As a Site Reliability Engineer (SRE), you'll be part of a team responsible for ensuring Conservice's platform can run at a massive scale. You will be joining the foundational group comprising our first SRE team and be part of setting the strategy for our success. In this role, you will continue developing the skills necessary to help us deliver our products reliably, securely, cost-effectively, and with maximum performance.
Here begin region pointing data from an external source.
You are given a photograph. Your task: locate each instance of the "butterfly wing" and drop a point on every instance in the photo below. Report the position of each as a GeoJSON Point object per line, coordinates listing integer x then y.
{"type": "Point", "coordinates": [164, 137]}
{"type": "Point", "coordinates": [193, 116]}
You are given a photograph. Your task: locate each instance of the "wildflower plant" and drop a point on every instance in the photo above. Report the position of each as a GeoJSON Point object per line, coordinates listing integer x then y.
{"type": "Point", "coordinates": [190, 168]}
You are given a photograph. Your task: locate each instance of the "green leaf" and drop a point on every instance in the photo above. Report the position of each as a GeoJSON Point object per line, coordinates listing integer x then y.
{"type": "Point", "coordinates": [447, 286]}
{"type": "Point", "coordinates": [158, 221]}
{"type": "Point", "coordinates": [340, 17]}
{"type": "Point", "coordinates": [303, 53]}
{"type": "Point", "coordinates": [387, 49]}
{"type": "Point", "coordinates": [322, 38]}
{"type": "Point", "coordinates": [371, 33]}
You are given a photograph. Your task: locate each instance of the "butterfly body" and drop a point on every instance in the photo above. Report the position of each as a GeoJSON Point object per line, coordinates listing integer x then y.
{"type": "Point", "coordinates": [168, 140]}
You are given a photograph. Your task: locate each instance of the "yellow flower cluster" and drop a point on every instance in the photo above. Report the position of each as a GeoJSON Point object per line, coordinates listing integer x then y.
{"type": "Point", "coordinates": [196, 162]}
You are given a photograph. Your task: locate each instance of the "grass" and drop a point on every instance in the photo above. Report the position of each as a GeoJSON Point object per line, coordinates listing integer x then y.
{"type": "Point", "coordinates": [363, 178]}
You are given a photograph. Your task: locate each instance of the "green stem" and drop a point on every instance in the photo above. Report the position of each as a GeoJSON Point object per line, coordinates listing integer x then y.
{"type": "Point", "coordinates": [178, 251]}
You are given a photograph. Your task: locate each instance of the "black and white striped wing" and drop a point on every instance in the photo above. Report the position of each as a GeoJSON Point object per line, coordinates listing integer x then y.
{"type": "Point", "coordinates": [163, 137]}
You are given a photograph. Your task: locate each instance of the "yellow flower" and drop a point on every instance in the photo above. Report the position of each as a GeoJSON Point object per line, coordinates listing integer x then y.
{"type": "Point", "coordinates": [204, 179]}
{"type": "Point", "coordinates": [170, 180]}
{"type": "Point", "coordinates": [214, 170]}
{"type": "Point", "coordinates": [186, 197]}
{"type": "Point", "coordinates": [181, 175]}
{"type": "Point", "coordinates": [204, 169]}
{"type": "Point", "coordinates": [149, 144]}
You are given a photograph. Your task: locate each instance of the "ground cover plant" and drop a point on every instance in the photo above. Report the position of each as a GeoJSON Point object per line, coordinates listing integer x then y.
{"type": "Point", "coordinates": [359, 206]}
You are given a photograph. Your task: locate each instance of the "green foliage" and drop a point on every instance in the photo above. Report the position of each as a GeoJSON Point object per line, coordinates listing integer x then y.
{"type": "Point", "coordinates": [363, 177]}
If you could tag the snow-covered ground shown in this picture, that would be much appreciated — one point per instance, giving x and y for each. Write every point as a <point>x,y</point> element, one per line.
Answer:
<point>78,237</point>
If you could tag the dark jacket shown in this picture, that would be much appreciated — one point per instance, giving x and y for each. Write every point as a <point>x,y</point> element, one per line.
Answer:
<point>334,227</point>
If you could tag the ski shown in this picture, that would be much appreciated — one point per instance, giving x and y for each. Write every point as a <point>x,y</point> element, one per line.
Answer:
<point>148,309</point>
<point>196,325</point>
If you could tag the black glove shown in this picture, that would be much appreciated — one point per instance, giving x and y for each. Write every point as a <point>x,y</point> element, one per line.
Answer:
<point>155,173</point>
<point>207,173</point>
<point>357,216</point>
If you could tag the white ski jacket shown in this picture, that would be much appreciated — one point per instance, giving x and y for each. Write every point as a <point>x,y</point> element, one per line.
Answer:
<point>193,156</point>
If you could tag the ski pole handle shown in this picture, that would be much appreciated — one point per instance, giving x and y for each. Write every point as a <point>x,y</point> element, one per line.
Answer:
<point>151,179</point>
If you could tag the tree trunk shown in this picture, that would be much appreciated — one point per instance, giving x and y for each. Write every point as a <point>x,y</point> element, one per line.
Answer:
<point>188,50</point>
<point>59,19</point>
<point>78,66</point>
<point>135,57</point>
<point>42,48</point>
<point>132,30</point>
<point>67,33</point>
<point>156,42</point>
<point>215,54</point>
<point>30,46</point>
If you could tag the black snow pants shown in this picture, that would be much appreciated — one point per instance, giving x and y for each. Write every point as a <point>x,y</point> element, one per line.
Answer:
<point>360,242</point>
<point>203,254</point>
You will work in an Agile environment and estimate assigned work, create designs, provide task breakdowns, provide support in C# ASP.NET JavaScript, HTML5 and various data technologies (SQLServer, React, NoSQL, ElasticSearch, Datadog).
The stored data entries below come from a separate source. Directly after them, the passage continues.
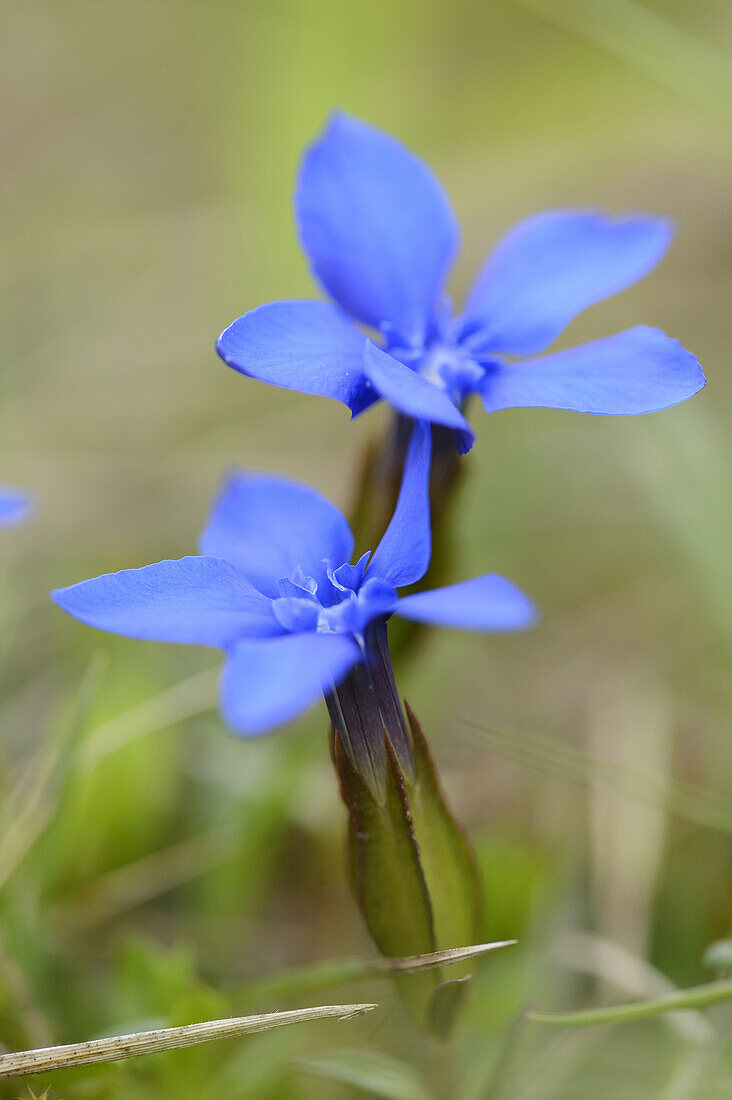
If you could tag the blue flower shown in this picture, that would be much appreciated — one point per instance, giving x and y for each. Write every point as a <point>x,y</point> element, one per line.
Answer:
<point>380,237</point>
<point>275,589</point>
<point>15,507</point>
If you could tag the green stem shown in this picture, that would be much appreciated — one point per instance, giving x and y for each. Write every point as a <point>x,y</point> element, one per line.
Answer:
<point>698,997</point>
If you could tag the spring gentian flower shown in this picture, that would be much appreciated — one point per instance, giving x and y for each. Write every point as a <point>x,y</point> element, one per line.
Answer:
<point>381,237</point>
<point>275,589</point>
<point>15,507</point>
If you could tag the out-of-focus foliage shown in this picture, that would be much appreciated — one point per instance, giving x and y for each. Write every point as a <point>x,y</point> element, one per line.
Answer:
<point>162,870</point>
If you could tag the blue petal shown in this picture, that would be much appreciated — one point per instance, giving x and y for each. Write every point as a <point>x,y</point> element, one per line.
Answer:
<point>310,347</point>
<point>552,266</point>
<point>377,227</point>
<point>200,601</point>
<point>272,527</point>
<point>485,603</point>
<point>14,507</point>
<point>403,554</point>
<point>410,392</point>
<point>271,681</point>
<point>637,371</point>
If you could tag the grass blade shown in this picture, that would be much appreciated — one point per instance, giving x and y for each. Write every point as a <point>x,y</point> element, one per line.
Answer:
<point>698,997</point>
<point>164,1038</point>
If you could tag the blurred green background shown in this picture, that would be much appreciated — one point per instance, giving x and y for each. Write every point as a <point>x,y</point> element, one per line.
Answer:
<point>153,867</point>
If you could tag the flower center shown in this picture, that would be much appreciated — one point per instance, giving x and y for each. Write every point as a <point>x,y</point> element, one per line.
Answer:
<point>445,363</point>
<point>338,601</point>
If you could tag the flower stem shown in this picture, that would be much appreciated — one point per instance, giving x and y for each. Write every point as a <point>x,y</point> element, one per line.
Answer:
<point>366,707</point>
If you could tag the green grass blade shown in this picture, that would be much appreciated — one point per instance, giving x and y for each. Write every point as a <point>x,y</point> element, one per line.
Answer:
<point>698,997</point>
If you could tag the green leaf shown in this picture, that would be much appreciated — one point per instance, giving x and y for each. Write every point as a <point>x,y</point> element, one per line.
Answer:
<point>718,955</point>
<point>698,997</point>
<point>375,1074</point>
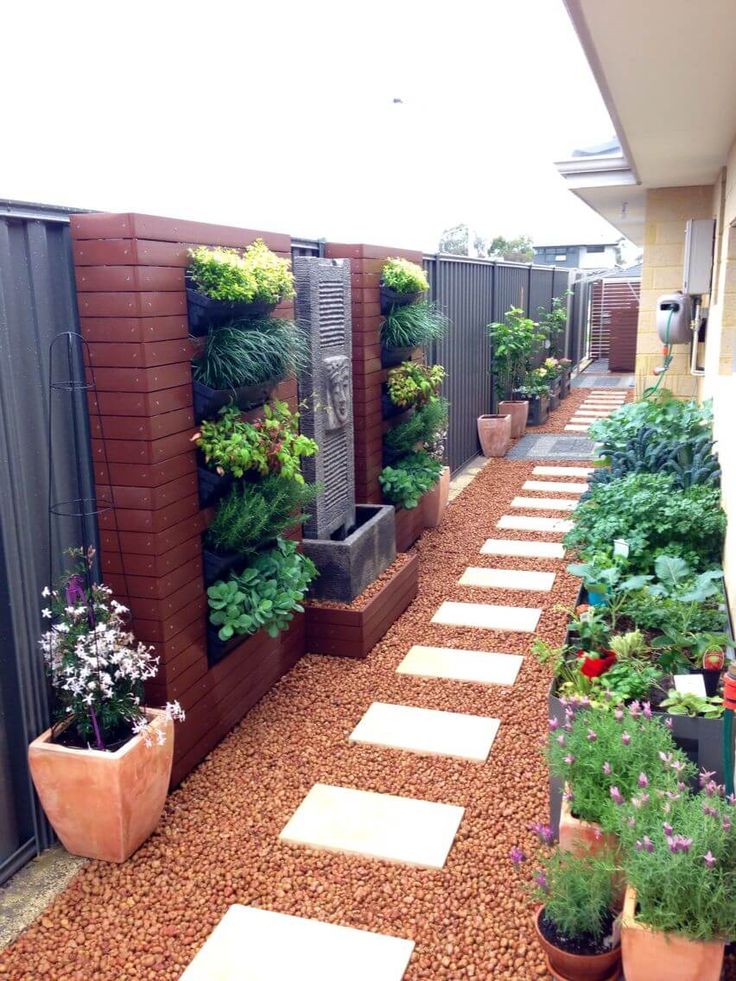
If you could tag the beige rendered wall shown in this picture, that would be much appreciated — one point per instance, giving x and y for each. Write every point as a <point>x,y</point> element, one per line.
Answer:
<point>667,211</point>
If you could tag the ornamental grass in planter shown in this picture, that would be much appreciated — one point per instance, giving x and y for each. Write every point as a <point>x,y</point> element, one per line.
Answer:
<point>680,866</point>
<point>226,284</point>
<point>242,361</point>
<point>102,770</point>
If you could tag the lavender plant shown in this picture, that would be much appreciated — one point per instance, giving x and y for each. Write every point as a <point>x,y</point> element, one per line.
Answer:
<point>680,856</point>
<point>95,664</point>
<point>606,758</point>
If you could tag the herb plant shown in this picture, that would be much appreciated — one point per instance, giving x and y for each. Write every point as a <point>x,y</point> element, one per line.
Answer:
<point>403,276</point>
<point>413,475</point>
<point>253,513</point>
<point>606,758</point>
<point>265,595</point>
<point>421,428</point>
<point>271,445</point>
<point>414,384</point>
<point>653,517</point>
<point>254,275</point>
<point>680,856</point>
<point>414,325</point>
<point>250,352</point>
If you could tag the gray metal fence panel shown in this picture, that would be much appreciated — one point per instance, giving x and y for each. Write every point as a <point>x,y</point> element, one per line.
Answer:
<point>37,301</point>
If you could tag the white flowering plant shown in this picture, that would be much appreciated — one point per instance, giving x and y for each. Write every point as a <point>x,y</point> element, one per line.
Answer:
<point>96,666</point>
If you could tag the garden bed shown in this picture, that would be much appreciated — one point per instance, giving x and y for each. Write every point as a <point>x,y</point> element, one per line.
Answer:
<point>352,630</point>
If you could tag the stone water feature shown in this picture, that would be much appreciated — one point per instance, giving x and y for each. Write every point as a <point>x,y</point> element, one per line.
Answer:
<point>350,544</point>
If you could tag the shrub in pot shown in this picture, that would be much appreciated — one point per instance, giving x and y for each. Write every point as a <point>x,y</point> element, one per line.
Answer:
<point>102,770</point>
<point>606,758</point>
<point>576,925</point>
<point>679,858</point>
<point>402,282</point>
<point>224,284</point>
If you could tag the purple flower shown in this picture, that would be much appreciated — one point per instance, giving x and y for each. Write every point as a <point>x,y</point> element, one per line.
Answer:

- Work in an Agile team environment where team members collaborate on strategies that lead to continuous improvement.
- Be a model and mentor for writing well-architected, well-tested, and easy to understand services using software engineering methodologies (e.g., Infrastructure as Code, continuous integration and delivery, architecture reviews, etc.).
- Work directly with development teams to define build pipelines and tools that proactively automate away painful manual tasks and toil.
- Employ observability platforms to collect, monitor, and analyze system metrics to maintain and improve the health of our systems.
- Find the ways to continuously improve our platform.
- Help and train other engineers.
- Prior experience in architecting cloud-based solutions on Amazon Web Services
- Must have experience with coding languages and frameworks used in an SRE/Operations engineering context (e.g. TypeScript, Python, Go, Bash, etc.)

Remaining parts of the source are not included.